According to Raver’s motion, the commissioners believe “the following issues must be considered, publicly debated and resolved before the Board should consider committing public funds to purchase of this Site for the YMCA:
“1. The impact of the 2008 property tax reforms, including caps, upon the County’s finances, including EDIT funds.
“2. The impact of the City’s proposed annexation upon the County’s finances, including EDIT funds.
“3. The impact and priority of other pending proposals for use of County EDIT funds, including the transfer of the New London Conservancy District to Russiaville.
“4. Details on the structure of the proposed transaction, including what entity will purchase and own the Site.
“5. Whether the County should give public funds to a non-for-profit religious organization for the construction of a facility.
“6. Whether the construction of a new YMCA facility in downtown Kokomo will foster economic development in Howard County.
“7. Clarification and more detail on the consortium’s projected cost estimates for the project, including the costs of environmental clean-up of the Site and utility relocation.
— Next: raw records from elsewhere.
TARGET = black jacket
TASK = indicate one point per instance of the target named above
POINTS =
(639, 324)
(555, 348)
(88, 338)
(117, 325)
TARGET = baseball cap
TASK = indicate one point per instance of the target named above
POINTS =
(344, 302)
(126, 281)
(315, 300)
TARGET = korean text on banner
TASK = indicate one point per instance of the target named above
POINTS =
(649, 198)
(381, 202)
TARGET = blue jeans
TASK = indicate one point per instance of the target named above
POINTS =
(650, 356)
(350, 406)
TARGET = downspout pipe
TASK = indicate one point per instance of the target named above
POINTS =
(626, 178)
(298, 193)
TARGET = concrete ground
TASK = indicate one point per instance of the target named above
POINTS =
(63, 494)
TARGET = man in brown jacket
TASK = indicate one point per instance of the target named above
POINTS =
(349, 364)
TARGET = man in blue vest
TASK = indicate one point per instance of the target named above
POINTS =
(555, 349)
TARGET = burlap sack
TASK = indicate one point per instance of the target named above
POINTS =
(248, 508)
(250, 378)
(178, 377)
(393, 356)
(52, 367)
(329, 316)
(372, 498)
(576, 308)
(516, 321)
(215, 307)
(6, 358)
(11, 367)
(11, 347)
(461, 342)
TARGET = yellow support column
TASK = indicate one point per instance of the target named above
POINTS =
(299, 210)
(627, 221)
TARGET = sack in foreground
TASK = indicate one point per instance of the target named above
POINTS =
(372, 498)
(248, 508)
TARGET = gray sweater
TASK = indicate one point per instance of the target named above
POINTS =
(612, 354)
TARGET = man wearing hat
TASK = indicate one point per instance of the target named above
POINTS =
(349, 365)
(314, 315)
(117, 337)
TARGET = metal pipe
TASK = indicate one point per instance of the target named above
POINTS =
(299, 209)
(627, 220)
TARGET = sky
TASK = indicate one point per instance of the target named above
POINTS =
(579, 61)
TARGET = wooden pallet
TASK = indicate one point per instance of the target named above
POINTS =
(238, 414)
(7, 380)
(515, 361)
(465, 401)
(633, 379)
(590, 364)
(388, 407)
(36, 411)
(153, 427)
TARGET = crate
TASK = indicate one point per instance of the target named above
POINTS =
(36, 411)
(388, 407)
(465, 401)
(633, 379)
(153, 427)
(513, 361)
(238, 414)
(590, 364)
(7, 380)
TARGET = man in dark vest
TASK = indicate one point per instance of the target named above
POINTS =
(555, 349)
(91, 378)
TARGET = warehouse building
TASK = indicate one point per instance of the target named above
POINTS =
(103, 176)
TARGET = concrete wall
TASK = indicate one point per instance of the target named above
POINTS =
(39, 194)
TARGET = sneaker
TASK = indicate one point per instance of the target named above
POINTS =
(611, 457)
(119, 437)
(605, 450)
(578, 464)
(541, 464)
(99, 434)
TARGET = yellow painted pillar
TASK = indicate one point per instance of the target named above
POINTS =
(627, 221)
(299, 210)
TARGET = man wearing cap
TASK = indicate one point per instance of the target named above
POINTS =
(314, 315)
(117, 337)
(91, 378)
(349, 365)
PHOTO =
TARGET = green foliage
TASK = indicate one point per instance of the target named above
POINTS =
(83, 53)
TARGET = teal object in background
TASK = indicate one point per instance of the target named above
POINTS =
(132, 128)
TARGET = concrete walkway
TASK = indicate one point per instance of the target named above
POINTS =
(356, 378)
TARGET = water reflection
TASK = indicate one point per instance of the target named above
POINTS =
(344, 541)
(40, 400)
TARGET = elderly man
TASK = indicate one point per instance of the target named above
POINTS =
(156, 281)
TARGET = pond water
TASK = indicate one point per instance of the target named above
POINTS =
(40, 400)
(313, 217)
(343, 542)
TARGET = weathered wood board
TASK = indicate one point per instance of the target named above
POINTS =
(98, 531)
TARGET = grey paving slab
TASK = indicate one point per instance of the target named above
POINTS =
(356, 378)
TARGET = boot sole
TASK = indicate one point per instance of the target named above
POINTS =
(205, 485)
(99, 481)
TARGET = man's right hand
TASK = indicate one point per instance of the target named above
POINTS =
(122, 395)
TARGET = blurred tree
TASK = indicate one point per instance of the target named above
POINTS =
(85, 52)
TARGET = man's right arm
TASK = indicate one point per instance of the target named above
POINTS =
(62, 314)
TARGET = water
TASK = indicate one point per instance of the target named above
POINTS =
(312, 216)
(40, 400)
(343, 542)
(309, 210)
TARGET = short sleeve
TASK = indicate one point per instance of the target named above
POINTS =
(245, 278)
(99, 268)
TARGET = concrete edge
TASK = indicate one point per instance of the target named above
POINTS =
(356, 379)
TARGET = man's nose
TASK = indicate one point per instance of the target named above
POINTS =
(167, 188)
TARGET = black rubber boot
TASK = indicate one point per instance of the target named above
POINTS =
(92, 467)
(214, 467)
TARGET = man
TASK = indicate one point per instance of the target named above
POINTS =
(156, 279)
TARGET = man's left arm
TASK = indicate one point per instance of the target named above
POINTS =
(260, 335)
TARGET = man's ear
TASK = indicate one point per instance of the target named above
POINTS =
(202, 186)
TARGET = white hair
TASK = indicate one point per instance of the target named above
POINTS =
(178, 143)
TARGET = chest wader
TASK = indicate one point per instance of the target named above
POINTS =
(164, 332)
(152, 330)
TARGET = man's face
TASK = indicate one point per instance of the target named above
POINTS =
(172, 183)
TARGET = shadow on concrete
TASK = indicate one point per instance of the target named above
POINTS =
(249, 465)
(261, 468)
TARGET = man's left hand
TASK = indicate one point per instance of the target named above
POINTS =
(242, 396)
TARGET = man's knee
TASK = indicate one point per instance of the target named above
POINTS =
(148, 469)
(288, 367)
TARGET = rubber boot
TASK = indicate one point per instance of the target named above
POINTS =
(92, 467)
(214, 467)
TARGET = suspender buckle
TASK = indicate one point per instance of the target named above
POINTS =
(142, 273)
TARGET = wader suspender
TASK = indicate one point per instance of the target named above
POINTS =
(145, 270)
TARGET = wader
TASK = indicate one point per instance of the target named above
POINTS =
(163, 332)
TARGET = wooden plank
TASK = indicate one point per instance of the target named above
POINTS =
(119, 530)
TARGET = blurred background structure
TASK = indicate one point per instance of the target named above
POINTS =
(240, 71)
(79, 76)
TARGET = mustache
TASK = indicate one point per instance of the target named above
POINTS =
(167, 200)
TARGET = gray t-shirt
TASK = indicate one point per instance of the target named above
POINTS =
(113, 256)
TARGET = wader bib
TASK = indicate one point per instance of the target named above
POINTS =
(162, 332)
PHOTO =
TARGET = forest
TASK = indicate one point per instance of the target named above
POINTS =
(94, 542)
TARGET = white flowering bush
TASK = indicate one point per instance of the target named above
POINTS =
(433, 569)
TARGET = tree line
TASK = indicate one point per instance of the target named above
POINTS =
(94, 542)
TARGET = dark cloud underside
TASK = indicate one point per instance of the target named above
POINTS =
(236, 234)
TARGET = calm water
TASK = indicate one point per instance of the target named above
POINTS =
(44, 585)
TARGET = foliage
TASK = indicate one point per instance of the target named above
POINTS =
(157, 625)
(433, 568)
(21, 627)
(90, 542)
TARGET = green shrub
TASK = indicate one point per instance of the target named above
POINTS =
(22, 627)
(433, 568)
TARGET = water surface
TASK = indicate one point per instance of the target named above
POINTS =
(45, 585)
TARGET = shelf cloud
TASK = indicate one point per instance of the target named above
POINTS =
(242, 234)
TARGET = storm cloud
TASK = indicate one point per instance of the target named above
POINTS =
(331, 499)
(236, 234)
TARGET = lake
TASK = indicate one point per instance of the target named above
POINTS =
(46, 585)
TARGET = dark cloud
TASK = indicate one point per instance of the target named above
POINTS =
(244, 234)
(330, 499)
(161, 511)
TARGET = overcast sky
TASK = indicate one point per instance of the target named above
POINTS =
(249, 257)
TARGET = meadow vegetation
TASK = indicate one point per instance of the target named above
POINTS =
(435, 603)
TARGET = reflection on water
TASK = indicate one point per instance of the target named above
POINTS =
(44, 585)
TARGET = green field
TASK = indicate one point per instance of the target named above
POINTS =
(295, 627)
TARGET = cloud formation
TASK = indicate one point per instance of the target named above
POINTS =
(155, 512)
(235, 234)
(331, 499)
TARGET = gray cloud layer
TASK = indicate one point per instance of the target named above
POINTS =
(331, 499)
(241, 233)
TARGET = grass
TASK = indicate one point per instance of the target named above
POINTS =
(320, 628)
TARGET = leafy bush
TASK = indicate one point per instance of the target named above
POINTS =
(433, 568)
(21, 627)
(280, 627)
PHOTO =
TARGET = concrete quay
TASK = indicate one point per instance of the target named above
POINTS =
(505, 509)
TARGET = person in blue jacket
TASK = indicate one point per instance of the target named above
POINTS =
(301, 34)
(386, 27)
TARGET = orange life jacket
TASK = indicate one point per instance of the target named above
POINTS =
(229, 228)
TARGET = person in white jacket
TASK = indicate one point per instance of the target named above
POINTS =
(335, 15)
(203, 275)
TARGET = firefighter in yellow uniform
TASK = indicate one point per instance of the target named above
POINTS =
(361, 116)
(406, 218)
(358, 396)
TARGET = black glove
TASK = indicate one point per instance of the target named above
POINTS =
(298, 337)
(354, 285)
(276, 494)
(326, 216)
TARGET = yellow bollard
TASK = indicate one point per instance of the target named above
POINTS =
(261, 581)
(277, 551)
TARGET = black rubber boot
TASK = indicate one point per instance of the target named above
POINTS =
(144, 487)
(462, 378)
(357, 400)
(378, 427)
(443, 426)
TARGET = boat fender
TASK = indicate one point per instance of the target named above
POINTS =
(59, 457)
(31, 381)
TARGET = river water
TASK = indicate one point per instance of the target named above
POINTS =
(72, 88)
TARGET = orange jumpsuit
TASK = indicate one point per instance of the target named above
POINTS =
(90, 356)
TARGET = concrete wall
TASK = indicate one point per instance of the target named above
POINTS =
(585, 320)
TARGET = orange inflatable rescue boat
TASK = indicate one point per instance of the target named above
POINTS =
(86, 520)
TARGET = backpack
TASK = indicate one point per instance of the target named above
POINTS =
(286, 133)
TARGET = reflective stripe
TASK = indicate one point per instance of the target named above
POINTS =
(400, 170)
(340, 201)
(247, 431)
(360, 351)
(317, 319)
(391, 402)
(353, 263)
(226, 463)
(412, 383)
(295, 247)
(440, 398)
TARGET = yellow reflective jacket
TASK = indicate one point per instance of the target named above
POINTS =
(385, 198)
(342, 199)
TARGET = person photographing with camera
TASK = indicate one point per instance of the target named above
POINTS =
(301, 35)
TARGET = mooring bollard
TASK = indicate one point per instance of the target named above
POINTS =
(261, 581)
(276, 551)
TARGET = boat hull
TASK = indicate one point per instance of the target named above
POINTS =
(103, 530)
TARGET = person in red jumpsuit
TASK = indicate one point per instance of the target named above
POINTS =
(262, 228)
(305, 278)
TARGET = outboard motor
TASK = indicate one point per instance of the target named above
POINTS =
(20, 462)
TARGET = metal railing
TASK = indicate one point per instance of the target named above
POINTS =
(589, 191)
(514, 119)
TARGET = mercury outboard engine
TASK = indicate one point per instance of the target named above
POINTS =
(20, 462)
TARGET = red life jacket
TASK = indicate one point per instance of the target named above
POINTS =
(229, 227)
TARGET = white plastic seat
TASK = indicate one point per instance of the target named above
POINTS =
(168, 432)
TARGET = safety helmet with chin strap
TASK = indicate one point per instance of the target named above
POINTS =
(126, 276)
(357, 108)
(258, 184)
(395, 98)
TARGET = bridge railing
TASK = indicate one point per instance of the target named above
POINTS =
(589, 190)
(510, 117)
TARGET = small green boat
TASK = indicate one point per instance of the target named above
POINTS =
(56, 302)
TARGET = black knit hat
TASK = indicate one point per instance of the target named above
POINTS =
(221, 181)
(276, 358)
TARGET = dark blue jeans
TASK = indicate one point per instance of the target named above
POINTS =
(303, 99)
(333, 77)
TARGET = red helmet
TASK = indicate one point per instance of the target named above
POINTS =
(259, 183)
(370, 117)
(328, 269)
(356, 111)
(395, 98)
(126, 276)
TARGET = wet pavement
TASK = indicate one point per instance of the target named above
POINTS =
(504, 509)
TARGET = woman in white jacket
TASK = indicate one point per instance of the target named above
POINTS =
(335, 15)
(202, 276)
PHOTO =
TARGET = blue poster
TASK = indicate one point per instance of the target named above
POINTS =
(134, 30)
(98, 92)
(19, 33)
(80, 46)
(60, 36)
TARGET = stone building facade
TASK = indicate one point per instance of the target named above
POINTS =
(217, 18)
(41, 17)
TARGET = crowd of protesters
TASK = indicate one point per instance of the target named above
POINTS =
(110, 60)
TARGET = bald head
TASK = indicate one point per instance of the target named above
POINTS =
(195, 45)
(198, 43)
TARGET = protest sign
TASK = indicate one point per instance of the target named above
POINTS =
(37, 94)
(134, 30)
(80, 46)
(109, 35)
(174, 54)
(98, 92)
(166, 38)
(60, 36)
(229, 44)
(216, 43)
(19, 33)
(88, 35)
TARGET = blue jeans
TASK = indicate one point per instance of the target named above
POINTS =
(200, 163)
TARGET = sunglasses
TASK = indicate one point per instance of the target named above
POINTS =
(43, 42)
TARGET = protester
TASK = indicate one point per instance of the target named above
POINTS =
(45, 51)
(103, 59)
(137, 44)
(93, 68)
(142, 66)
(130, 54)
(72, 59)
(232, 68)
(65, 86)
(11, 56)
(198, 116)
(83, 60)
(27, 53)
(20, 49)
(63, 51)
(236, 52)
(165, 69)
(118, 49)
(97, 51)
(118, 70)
“8. Details of the environmental studies performed on the Site.
“9. The YMCA’s final commitment to this Site and its projected timetables for fundraising and construction.”
OK, let’s publicly consider this. We urge Wyman and his group, members of the YMCA board and others important to the Y’s downtown plan to explain the proposal in one – if not several – town-hall meetings. The Kokomo Tribune, and our friends at the Kokomo Perspective, will help coordinate – even moderate – what we foresee as question-and-answer sessions.
We hope to hear from you, all. And we hope the commissioners will be in attendance. For, as Wyman said, this is too important to the community.